Şimdi, çok kısa değineceğim, İsa Mesih’in yeryüzüne gelebilmesi için Eski Ahit
kehanetlerinin gerçekleşmesi gerekmektedir. Bu kehanet de pek tabi ki, Kudüs
merkezli Yahudi devletinin kurulup, Süleyman Mabedinin tekrar inşa edilmesidir.
Yine Protestanlara göre Yahudiler bu kez, onun ilk gelişinde yaptıkları hatayı
tekrarlamayıp kabul edecek ve diğer milletleri İsa Mesih önderliğinde Kudüs'ten
yöneteceklerdi. Zira Protestanlara göre Yahudiler hala ‘’Seçilmiş Halktı’’.
Katoliklere göre ise İsa peygamberi çarmıha gerip, öldürdükleri için bu vasfı
kaybetmişlerdi. Zaten çarşı pazar burada karışıyor ahali.
İngiltere’de 18. yy’da gelişen ‘’Non-Jewis Siyonizm’’ diye
tanımladığımız düşüncenin en önemli örneği 1704 yılında Nathaniel Crouch’ın
yazdığı ‘’Two Joumeys to Jerusalem’’ kitabıdır. Crouch kitapta Kudüs’e yaptığı
iki yolculuğu anlatmaktadır, hatırat gibi bir şeydir yani. Crouch kitapta en
çok Tevrat’ta ‘’süt ve bal diyarı’’ olarak geçen[6] Kenan topraklarının çöl halinde
olması üzerinde durmuştur. Kimilerinin arıcılığa bağladığı[7] meseleyi, Kutsal
Toprakların yeniden bir "bal ve süt" diyarı olabilmesi için
Kenan(Filistin) topraklarının yeniden Yahudilerin eline geçmesinin şart
olduğuna bağlamıştır Crouch.[8] Beşiktaşlı arkadaşlar umarım Coruch’un
kitabının 8. nota denk gelmesinin altında bir şey aramıyorsunuzdur. Olum
vallahi tesadüf lan.
Bu kitap epey popüler oluyor İngiltere’de ve İngilizlerin
bölgeye olan bakış açılarını Siyonist emeller doğrultusunda ciddi manada
etkiliyor.[9] 19. yy’a geldiğimizde ise artık peşi sıra Hıristiyan Siyonist
Tarikatlar kurulmaya başlıyor. Bunlardan ilki 1830'da İngiltere'de John N.
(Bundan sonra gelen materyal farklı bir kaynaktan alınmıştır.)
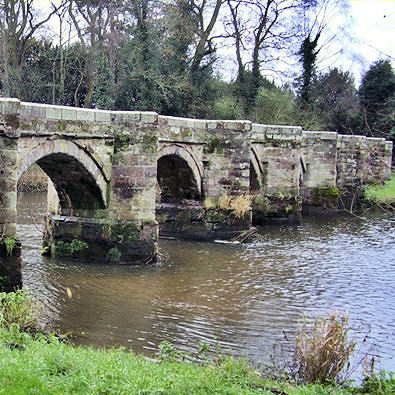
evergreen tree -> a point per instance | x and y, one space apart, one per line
336 102
377 95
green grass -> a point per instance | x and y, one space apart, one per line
44 365
382 194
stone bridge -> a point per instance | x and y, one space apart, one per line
118 178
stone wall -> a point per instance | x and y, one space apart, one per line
104 167
218 153
278 164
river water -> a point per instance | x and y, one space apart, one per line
245 299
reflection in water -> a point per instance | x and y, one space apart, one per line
245 298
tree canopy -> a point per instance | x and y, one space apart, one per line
163 56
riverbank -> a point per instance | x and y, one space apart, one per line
35 362
45 365
382 194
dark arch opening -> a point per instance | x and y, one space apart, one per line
176 180
76 187
254 183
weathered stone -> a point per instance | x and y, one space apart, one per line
109 170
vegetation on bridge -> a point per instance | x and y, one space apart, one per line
165 56
382 194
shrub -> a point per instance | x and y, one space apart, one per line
224 202
241 205
322 349
10 244
18 308
209 203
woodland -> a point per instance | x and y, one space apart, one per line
216 59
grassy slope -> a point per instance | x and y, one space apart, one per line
43 367
382 194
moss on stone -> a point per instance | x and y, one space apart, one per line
150 143
215 144
327 196
128 232
122 143
186 133
216 216
113 255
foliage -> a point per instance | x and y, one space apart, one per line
113 255
210 203
275 105
336 102
380 383
17 308
241 205
78 245
10 244
43 363
225 201
381 194
377 94
322 349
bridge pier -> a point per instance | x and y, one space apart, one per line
10 248
116 174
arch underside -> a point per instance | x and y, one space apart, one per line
79 183
176 180
76 188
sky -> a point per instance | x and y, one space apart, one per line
367 36
372 31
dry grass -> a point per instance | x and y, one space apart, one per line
33 180
322 349
210 203
224 202
240 205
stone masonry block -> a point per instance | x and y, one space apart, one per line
126 117
103 116
53 113
85 115
69 114
10 106
149 117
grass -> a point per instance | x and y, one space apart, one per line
34 363
17 308
382 194
239 205
44 365
323 349
33 180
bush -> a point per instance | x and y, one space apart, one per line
241 205
322 349
18 308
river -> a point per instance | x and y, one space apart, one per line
248 299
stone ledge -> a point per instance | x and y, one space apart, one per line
322 135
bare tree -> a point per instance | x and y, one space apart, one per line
19 23
262 31
91 20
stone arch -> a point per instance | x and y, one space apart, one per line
189 157
78 179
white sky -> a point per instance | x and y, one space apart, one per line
373 33
371 36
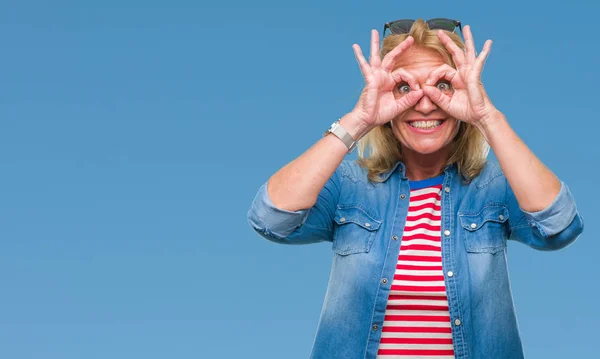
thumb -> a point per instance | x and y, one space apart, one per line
409 100
437 96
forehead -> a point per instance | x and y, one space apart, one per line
420 61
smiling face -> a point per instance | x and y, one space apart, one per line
424 129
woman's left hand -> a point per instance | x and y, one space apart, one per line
468 101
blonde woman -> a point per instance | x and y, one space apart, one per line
420 223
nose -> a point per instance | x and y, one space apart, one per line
425 105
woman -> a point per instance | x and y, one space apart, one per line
419 223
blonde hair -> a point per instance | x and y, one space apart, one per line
380 150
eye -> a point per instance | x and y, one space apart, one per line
444 86
404 88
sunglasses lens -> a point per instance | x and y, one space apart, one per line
442 24
401 26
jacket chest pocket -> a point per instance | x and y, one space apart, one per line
486 231
355 230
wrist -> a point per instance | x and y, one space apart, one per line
355 126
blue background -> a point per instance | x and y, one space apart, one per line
134 135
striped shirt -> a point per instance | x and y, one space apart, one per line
417 321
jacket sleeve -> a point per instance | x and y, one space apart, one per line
305 226
552 228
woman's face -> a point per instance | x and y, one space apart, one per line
424 128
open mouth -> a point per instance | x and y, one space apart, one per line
426 125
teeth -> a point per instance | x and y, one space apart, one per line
426 124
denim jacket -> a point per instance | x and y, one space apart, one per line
477 220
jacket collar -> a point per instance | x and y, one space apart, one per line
402 168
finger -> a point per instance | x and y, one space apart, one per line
469 44
401 75
437 96
363 64
390 58
409 100
487 47
375 59
458 55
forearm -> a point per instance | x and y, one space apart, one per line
533 184
298 184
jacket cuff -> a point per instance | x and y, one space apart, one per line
557 216
273 221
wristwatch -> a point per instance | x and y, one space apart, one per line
342 134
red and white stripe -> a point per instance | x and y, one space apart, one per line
417 321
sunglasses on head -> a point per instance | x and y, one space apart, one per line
403 26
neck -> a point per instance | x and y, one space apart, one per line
423 166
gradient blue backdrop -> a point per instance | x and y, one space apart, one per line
134 135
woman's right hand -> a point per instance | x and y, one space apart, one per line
379 102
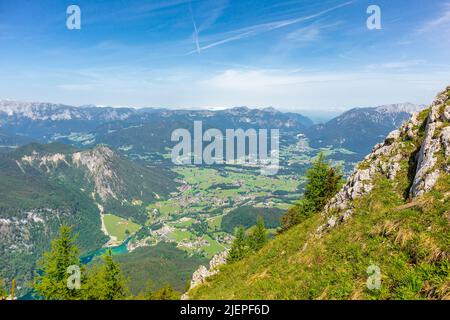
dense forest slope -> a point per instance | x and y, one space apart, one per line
44 186
391 216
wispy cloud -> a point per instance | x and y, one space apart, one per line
266 27
405 64
195 34
442 20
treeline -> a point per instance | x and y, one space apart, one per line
322 183
61 276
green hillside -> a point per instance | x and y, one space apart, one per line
400 224
44 186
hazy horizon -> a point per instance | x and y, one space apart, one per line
293 55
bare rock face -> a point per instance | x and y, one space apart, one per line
202 273
436 137
98 163
386 157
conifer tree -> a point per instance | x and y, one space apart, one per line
51 279
105 281
166 293
323 182
239 247
3 290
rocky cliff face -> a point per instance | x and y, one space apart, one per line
99 162
202 273
423 143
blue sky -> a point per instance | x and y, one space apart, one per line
289 54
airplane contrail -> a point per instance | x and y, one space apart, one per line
195 29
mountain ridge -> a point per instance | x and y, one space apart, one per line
392 215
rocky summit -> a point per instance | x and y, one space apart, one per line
392 215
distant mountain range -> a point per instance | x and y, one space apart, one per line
43 186
65 164
360 128
149 130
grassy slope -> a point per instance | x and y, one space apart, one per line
409 242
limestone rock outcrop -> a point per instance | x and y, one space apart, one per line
386 158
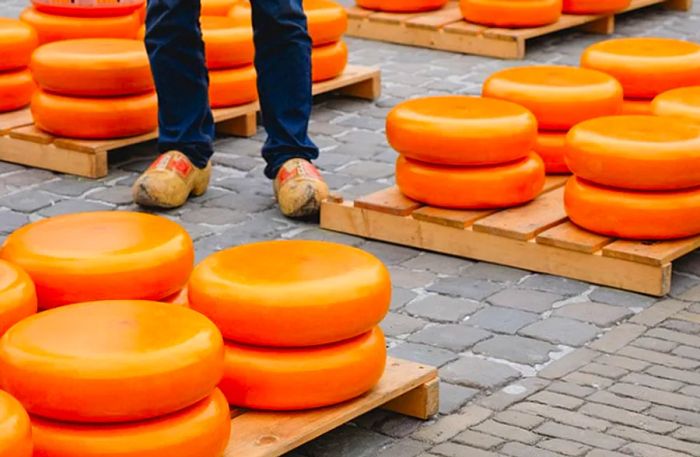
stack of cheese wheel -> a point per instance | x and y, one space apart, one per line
229 54
118 378
102 256
511 13
559 97
637 177
465 152
327 22
94 88
645 67
56 20
301 333
17 42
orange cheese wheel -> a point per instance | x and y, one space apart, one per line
111 361
460 130
226 43
16 89
551 147
200 430
328 61
102 256
303 378
321 293
17 42
51 27
511 13
233 87
646 67
15 429
495 186
95 118
683 103
98 67
17 295
641 215
636 152
551 91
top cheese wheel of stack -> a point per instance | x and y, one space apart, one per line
460 130
636 152
98 67
646 67
17 42
111 361
559 97
102 255
317 293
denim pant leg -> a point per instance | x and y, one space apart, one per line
176 52
283 63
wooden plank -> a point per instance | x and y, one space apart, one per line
525 222
271 434
651 253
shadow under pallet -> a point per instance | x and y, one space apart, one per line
21 142
446 30
537 237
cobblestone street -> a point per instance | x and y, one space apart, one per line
531 365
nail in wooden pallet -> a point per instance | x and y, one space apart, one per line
537 237
446 29
21 142
407 388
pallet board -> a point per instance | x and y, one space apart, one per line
21 142
446 29
406 387
537 237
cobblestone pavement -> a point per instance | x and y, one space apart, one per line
531 365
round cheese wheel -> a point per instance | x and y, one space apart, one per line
321 293
99 67
226 44
551 147
233 87
50 27
95 118
303 378
16 89
17 295
645 215
15 429
102 256
594 6
460 130
511 13
636 152
328 61
17 42
495 186
551 91
646 66
683 103
200 430
111 361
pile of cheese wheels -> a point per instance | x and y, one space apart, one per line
327 23
17 42
299 319
559 97
94 88
465 152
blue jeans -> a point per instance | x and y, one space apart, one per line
283 63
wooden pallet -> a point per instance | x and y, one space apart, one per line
446 29
537 237
21 142
407 388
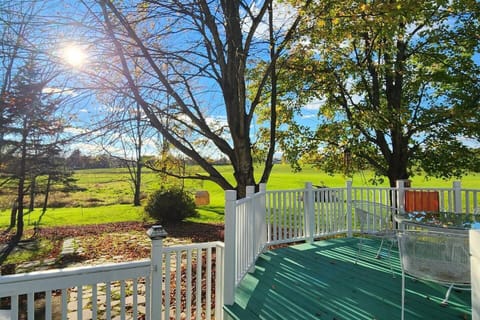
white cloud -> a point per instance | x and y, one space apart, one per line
284 15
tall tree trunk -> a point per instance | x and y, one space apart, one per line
21 181
47 193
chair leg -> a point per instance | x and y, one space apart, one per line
447 295
378 256
390 257
403 295
360 245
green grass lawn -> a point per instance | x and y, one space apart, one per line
107 193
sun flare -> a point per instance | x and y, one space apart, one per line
74 55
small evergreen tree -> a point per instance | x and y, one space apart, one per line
170 205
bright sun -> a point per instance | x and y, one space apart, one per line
74 55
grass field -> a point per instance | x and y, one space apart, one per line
107 195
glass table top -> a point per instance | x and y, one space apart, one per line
451 220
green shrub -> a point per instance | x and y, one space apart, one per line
170 205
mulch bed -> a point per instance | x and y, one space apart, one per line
102 239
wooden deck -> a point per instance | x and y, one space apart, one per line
321 281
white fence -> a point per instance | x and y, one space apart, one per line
274 217
195 281
176 282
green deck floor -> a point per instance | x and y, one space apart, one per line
321 281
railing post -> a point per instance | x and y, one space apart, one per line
474 239
261 221
401 185
219 278
457 196
156 234
230 248
251 219
349 209
309 214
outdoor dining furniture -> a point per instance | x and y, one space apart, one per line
434 246
375 220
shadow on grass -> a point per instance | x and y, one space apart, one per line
213 209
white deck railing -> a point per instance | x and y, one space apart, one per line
148 289
182 280
305 214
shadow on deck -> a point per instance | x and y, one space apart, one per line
321 281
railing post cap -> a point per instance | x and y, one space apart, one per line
157 232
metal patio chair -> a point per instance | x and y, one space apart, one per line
441 257
375 220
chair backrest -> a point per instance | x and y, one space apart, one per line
435 256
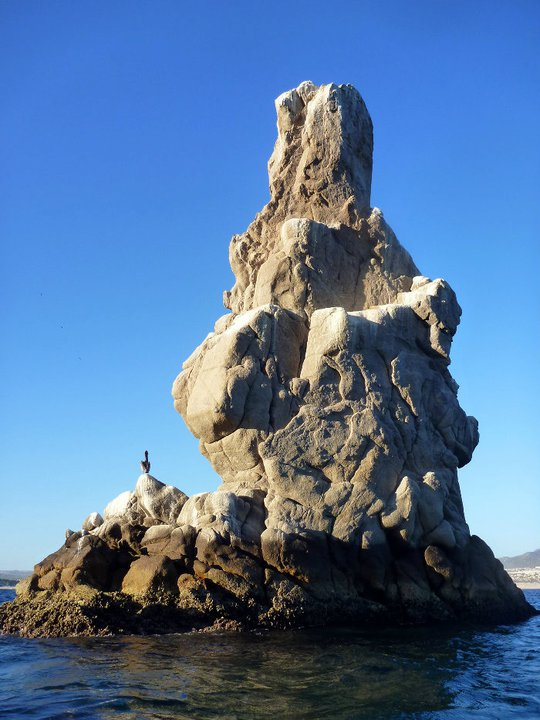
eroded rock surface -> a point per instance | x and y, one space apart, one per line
325 402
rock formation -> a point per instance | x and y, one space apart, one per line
324 401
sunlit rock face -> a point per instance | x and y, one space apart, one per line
324 400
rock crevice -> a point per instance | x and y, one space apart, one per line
324 401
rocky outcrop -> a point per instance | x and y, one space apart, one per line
325 402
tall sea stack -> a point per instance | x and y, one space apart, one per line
324 401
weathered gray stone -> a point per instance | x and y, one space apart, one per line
325 402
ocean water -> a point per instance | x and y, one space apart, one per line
338 674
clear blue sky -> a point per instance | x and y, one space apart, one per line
134 142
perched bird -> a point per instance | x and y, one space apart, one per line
145 464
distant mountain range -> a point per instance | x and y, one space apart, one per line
529 560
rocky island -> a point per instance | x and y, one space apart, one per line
324 401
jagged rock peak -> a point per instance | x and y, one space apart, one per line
323 153
325 403
317 243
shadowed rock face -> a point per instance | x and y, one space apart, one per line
324 401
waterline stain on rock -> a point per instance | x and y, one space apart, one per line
324 401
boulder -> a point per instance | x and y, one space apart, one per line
324 400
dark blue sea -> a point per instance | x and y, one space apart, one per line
312 674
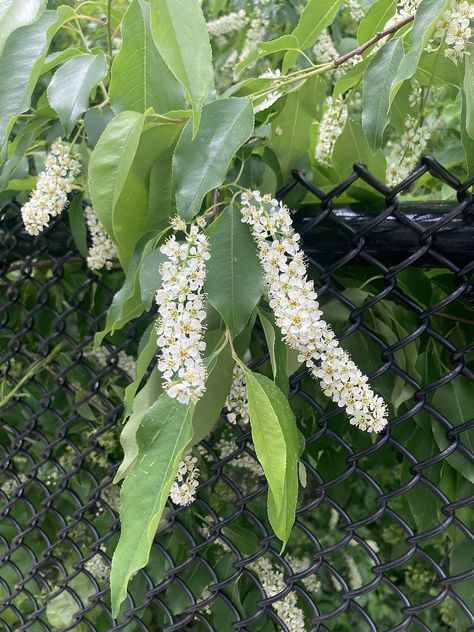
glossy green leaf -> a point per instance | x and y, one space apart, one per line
150 277
275 438
219 380
426 18
127 303
276 348
155 147
110 164
375 19
20 67
469 88
77 224
454 400
377 85
234 278
291 129
200 164
316 15
263 49
162 437
180 33
352 146
17 13
69 89
139 77
142 402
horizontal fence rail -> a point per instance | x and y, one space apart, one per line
384 532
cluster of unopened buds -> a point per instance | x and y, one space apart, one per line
181 312
293 300
183 490
102 250
49 197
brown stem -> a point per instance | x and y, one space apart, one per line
378 36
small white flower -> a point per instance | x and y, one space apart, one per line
227 23
102 251
180 308
294 302
49 197
183 490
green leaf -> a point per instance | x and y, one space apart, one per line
291 129
234 278
150 277
377 85
127 304
110 163
262 49
352 146
454 400
375 19
139 77
180 33
316 15
426 19
162 437
20 66
469 88
201 164
275 438
209 407
77 224
142 403
276 348
17 13
69 89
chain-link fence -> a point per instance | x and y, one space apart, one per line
383 538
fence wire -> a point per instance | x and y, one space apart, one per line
383 538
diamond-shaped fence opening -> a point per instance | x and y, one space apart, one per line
383 538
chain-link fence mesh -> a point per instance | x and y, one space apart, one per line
383 538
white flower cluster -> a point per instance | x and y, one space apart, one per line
355 10
49 198
330 128
273 582
181 312
298 565
102 251
183 490
236 404
245 461
294 302
227 23
255 34
455 28
404 155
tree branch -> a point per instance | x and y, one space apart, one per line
378 36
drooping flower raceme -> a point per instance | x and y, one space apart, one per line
294 302
183 490
49 198
227 23
455 27
181 313
102 251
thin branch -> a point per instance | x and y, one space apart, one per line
378 36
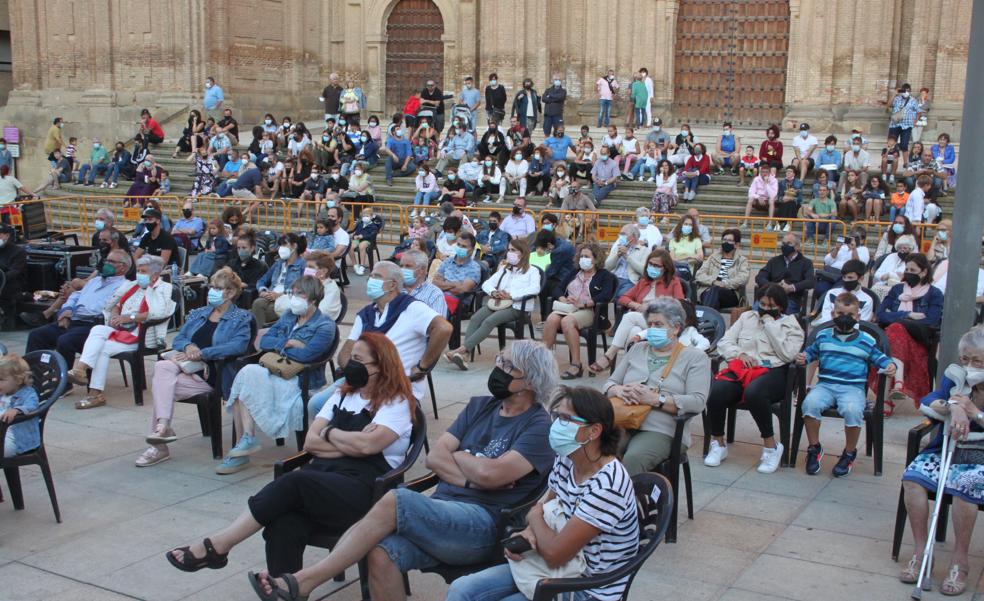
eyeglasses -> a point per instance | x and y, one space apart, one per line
568 419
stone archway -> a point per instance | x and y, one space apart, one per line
414 49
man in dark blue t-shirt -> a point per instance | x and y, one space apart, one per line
495 455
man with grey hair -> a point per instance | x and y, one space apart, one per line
494 455
627 258
414 265
82 311
416 330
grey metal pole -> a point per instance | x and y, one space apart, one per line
968 219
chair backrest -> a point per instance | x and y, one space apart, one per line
710 324
50 379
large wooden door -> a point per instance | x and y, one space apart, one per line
414 50
731 61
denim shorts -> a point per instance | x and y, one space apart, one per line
432 531
849 399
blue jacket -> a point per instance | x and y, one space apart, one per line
26 433
561 261
931 304
317 335
231 337
294 271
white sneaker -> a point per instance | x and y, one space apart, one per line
716 454
770 459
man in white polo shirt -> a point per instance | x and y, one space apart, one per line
417 331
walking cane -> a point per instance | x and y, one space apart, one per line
946 455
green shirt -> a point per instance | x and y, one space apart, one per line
639 94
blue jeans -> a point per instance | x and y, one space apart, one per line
496 584
849 400
433 531
424 198
92 171
601 192
604 112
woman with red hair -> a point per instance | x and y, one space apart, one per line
362 432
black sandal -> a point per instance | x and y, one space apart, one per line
293 592
189 563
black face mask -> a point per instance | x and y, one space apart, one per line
355 373
773 313
499 381
845 323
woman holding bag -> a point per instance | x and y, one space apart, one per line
261 397
585 525
663 375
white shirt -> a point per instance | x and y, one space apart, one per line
803 144
394 416
408 334
843 255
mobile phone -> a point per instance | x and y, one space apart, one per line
516 544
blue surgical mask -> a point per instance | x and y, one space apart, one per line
374 288
657 337
563 437
215 297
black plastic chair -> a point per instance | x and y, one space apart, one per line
328 538
654 519
913 448
50 379
874 415
209 405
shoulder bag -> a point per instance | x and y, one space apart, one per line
631 417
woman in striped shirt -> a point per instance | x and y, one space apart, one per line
590 501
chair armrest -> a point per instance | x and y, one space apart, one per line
423 483
291 463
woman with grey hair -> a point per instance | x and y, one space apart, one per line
133 303
260 398
961 397
666 375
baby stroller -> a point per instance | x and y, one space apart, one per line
461 112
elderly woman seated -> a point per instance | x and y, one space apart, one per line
133 303
362 432
260 398
892 268
659 279
217 331
961 397
663 373
758 347
591 285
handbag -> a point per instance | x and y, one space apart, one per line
281 366
631 417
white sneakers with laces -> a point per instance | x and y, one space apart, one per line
716 454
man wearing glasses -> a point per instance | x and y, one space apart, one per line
495 455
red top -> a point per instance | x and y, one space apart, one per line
155 127
770 151
703 166
638 292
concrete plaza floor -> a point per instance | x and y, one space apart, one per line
785 536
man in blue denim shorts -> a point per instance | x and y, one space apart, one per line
493 456
844 354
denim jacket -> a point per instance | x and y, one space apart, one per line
27 434
317 335
294 271
230 339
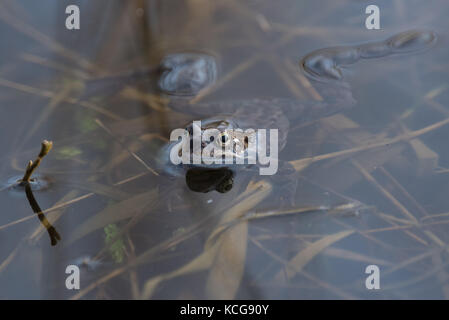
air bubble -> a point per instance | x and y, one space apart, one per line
187 73
324 64
411 41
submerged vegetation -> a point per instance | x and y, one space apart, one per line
372 180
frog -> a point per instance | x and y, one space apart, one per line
226 117
323 68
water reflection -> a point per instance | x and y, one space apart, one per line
205 180
54 235
326 63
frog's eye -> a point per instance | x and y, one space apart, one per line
223 138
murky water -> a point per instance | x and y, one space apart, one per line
362 177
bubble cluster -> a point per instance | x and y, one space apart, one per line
325 64
187 73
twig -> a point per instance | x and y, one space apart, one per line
45 149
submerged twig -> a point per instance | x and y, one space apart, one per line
45 149
54 235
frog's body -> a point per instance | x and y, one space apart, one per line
270 113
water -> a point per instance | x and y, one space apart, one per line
371 179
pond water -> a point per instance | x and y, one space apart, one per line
363 170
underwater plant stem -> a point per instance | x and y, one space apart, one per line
45 149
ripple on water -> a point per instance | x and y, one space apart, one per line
187 73
324 64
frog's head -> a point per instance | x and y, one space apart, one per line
219 139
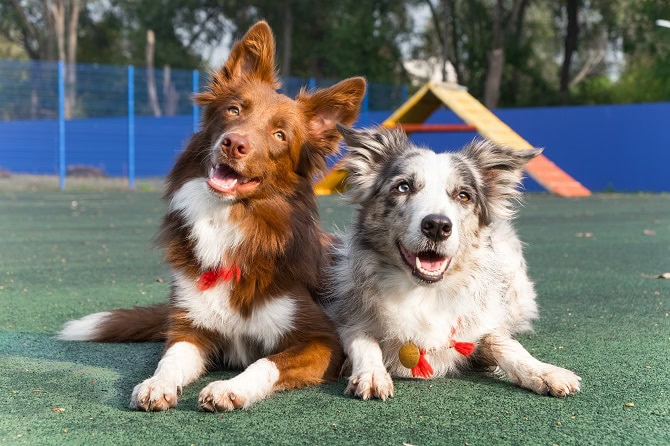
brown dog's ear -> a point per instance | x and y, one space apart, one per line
253 57
324 109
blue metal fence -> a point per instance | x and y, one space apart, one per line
107 108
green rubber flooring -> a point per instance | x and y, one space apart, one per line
604 314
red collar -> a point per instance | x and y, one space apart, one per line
211 277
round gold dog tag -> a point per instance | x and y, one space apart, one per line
409 355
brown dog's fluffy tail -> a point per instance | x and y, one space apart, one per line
140 324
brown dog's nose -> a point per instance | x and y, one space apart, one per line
235 146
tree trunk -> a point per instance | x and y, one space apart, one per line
570 46
151 77
496 59
287 39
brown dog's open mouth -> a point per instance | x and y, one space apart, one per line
428 266
223 178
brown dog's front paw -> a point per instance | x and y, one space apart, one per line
375 383
153 395
219 396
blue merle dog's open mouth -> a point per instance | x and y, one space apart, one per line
428 266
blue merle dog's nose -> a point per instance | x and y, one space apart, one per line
436 227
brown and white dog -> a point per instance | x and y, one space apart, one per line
242 237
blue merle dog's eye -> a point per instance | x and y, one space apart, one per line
403 187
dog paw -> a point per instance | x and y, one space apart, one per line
375 383
153 395
223 396
552 380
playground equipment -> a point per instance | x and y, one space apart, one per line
411 115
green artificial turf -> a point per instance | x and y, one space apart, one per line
604 314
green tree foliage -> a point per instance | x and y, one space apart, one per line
620 54
333 39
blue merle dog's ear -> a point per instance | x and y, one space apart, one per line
501 171
369 151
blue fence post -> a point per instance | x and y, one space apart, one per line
131 126
365 108
196 109
61 124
Darby tarafından kurulan '’Plymouth Brethren’’dir. Yahudilerin kutsal
topraklara geri dönmesi gerektiğini kabul eden ilk elle tutulur Hıristiyan
topluluk bunlardır. Bugünkü Evanjelizmin temellerini esasında Darby
atmıştır.[10] Yine İngiltere’de 1844’te ‘’Elpis Israel’’ kitabının yazarı olan
John Thomas tarafından ‘’Christadelphians’’ adında bir tarikat daha kurulur ve
bu tarikatın Yahudilerin kutsal topraklara dönmesine açıktan destek sağladığı
ve bu doğrultuda Siyonizm’in öncülerinden Hibbat Zion hareketine yardımda
bulunduğu aktarılır.[11]
Evet, biraz konuyu boğduğumu fark ettim ama Avrupa’ya girdin
mi de öyle kolay kolay çıkamıyorsun. Ancak ABD’de bu kadar dolambaçlı bir yol
izlemeyeceğiz, bunun sözünü en baştan vereyim.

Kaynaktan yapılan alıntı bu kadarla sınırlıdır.